Les légendes Napoléoniennes :

« Le 5 mai 1821, Napoléon s’éteint. L’homme
cède dès lors la place au mythe ».

Décliné en images et en signes immédiatement reconnaissable, Napoléon colonise la mythologie des Français. Ne se réduisant pas à un phénomène historique, Napoléon appartient évidemment à des dimensions mythologiques et légendaires sans cesse renouvelées, remodelé et récupéré. Servi par tous les arts, chanté par tous les génies, mis en scène partout et pour tous, reproduit sous toutes ses formes, Napoléon appartient à l’imaginaire universel.
Astre ou désastre, Napoléon est toujours vivant.
« Lui, toujours lui » chante Victor Hugo en 1829 : le XIXe baigne dans la lumière ou l’oubli de Napoléon.Quand Stendhal entreprend de lui consacrer un ouvrage, il commence par se recueillir : « J’éprouve un sentiment religieux en osant écrire la première phrase de l’histoire de Napoléon. Il s’agit du plus grand homme qui est paru dans le monde depuis César ».
Chateaubriand, ayant plus que tout autre saisi la nature du phénomène Napoléon écrit dans ses Mémoires d’Outres tombes : « Vivant, il a marqué le monde, mort il le possède ». Napoléon a forgé lui-même sa légende, inventant pour l’essentiel la propagande moderne sans les moyens modernes. Son destin fulgurant offre aux romantiques l’incarnation de ses rêves héroïques, de l’énergie et de la quête d’absolu.

1. La légende officielle
La plus grande conquête de Napoléon est d’avoir ravi les cœurs et investi l’imaginaire collectif. En façonnant son image, cette silhouette reconnaissable entre toutes — une redingote grise et un bicorne surmontant deux grands yeux froids et décidés —, le « petit caporal » a conquis le monde. Il est devenu l’emblème de la méritocratie révolutionnaire, le modèle de la volonté de puissance.

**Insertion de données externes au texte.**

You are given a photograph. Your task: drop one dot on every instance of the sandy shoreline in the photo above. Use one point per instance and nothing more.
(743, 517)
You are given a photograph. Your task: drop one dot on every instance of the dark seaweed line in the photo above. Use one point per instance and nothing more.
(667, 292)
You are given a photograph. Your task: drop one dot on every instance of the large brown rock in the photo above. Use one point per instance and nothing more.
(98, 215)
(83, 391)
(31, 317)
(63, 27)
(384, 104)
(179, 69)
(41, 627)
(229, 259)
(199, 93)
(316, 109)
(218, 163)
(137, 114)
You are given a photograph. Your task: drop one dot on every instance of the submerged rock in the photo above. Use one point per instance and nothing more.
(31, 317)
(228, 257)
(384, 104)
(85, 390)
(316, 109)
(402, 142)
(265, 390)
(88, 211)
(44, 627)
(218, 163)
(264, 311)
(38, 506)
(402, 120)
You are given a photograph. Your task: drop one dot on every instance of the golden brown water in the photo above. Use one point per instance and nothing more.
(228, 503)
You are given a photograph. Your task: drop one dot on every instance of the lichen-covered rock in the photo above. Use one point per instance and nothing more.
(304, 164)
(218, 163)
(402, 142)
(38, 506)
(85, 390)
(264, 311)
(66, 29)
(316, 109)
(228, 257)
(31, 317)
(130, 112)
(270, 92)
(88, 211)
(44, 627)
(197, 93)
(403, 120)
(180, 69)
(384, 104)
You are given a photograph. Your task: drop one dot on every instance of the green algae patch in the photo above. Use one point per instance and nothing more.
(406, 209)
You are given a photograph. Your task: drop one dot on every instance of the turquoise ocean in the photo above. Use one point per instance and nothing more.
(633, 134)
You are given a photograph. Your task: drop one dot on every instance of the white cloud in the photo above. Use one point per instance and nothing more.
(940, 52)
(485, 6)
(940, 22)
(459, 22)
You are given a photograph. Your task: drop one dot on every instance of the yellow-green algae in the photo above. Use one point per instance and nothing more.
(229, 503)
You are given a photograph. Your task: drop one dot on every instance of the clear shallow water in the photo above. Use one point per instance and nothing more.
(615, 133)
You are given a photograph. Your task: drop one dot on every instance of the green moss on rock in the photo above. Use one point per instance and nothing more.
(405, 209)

En comprenant l’importance de la propagande, Napoléon initie avec génie sa propre légende. Dès la campagne d’Italie, il se préoccupe de son image ; grâce au butin italien, il fonde le Courrier de l’armée d’Italie, la France vue de l’armée d’Italie puis le Journal de Bonaparte et des hommes vertueux. Ces publications, largement diffusées, glorifient les exploits d’un jeune général encore inconnu. Plus tard, la propagande fait de lui l’homme providentiel. En noircissant la situation héritée du Directoire, Napoléon glorifie la confiance et l’ordre qu’il rétablit par ses victoires. Inondant l’Europe, les Bulletins de la Grande Armée imposent la version officielle des combats, modifiant les faits pour donner de l’Empereur l’image du génial stratège qui sait anticiper. Toujours grandioses, les cérémonies qui célèbrent son règne le montrent comme l’incarnation de la fierté et de la gloire nationales. Son image, magnifiée par les peintres (le Sacre de Napoléon Ier de David, les Pestiférés de Jaffa ou le Champ de bataille d’Eylau de Gros) et les sculpteurs (Chaudet érige la statue qui surmontait la colonne Vendôme), sublimée par l’invention d’un emblème (l’Aigle), concourt également à façonner la légende.

Cependant, les défaites et la chute de l’Empereur contribuent au développement d’une contre-propagande spontanée, et en partie d’origine britannique. Corollaire de l’admiration, la légende « noire » antinapoléonienne est partout amplifiée par les ennemis de l’Empire, en France — Chateaubriand dénonce le despotisme, la ruine économique et la sanguinaire saignée démographique européenne —, comme dans le reste de l’Empire — Goya peint le Dos de Mayo, dénonçant les répressions napoléoniennes contre les Madrilènes.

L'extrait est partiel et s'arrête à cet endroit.